Just last week, Foreign Sergey Lavrov quipped when asked about the dismissal of the FBI director, James Comey, threatening to overshadow his talks in Washington.
"Was he fired?" Lavrov asked reporters, sarcastically.
"You're kidding, you're kidding," he exclaimed.
Critics frequently accuse Russian officials of wanting to discredit US politics. But even the Kremlin can't be blamed for orchestrating the latest Trump controversy.
In fact, it appears as annoyed as the Trump administration itself.
Take our recent phone exchange with a clearly irritated Dmitry Peskov, the Kremlin spokesman:
CNN: The Washington Post reports that Trump shared secret information with Lavrov....
PESKOV: (interrupting) I'm ready to answer your question. This is not a topic for us, just more nonsense.
CNN: But can you deny that it isn't true? We aren't getting a direct answer from.....

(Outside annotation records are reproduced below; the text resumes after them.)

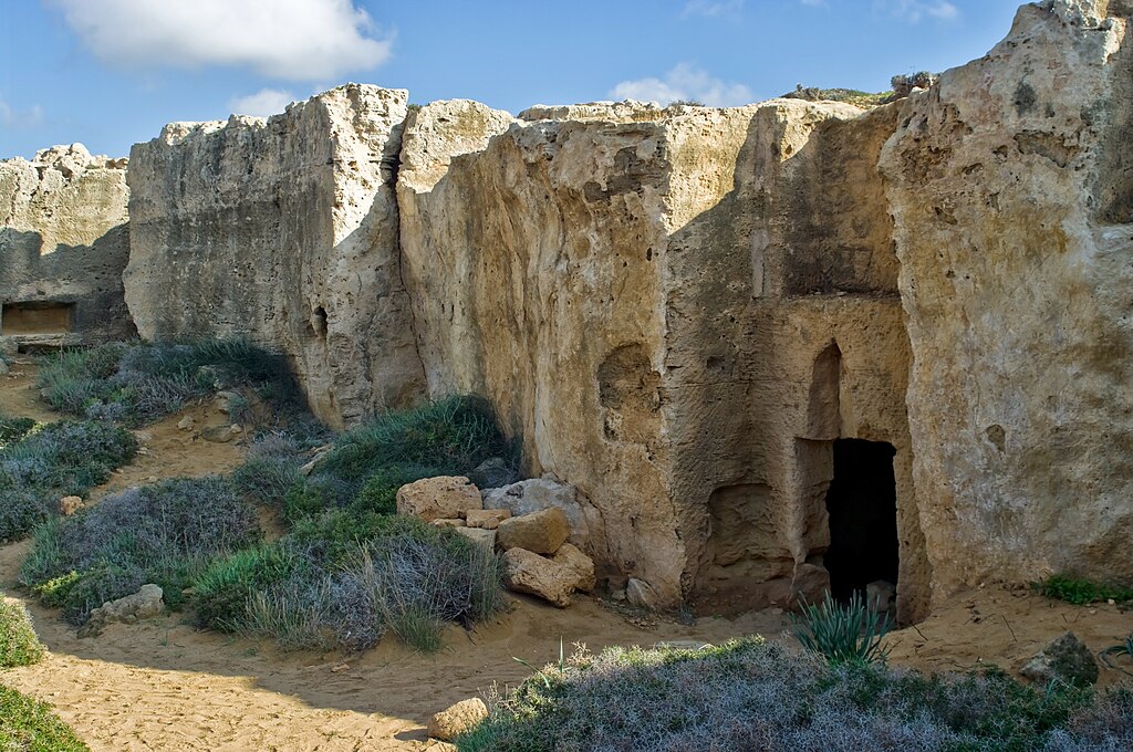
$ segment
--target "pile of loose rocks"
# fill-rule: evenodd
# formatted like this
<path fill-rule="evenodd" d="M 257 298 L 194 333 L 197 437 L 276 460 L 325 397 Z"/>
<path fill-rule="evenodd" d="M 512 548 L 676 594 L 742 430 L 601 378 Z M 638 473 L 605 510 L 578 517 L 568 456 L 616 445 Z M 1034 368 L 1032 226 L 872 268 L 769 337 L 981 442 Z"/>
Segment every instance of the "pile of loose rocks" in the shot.
<path fill-rule="evenodd" d="M 453 528 L 502 552 L 504 584 L 518 592 L 565 608 L 571 593 L 594 589 L 594 561 L 570 542 L 585 545 L 585 515 L 564 484 L 535 479 L 482 494 L 463 476 L 425 478 L 398 490 L 398 514 Z"/>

PESKOV: (interrupting again) We don't want to have anything to do with this nonsense. There is nothing to confirm or deny.
The point is that there was no irony, no tongue-in-cheek jibe at the state of US politics. The Kremlin, at least, is taking this seriously.
And that's because, despite the public statements about having low expectations of the Trump administration, there remains some hope in Moscow that this can still be a transformational relationship.
As a candidate, Trump spoke of "getting along" with Moscow, cooperating in Syria and on international terrorism. He even hinted at recognizing annexed Crimea as part of Russia.
The Kremlin, burdened by US sanctions, still sorely wants those things.
And although some officials may snicker at how Russia has found itself at the center of US politics, with each new controversy the Kremlin's hopes of a new relationship with Washington are set back.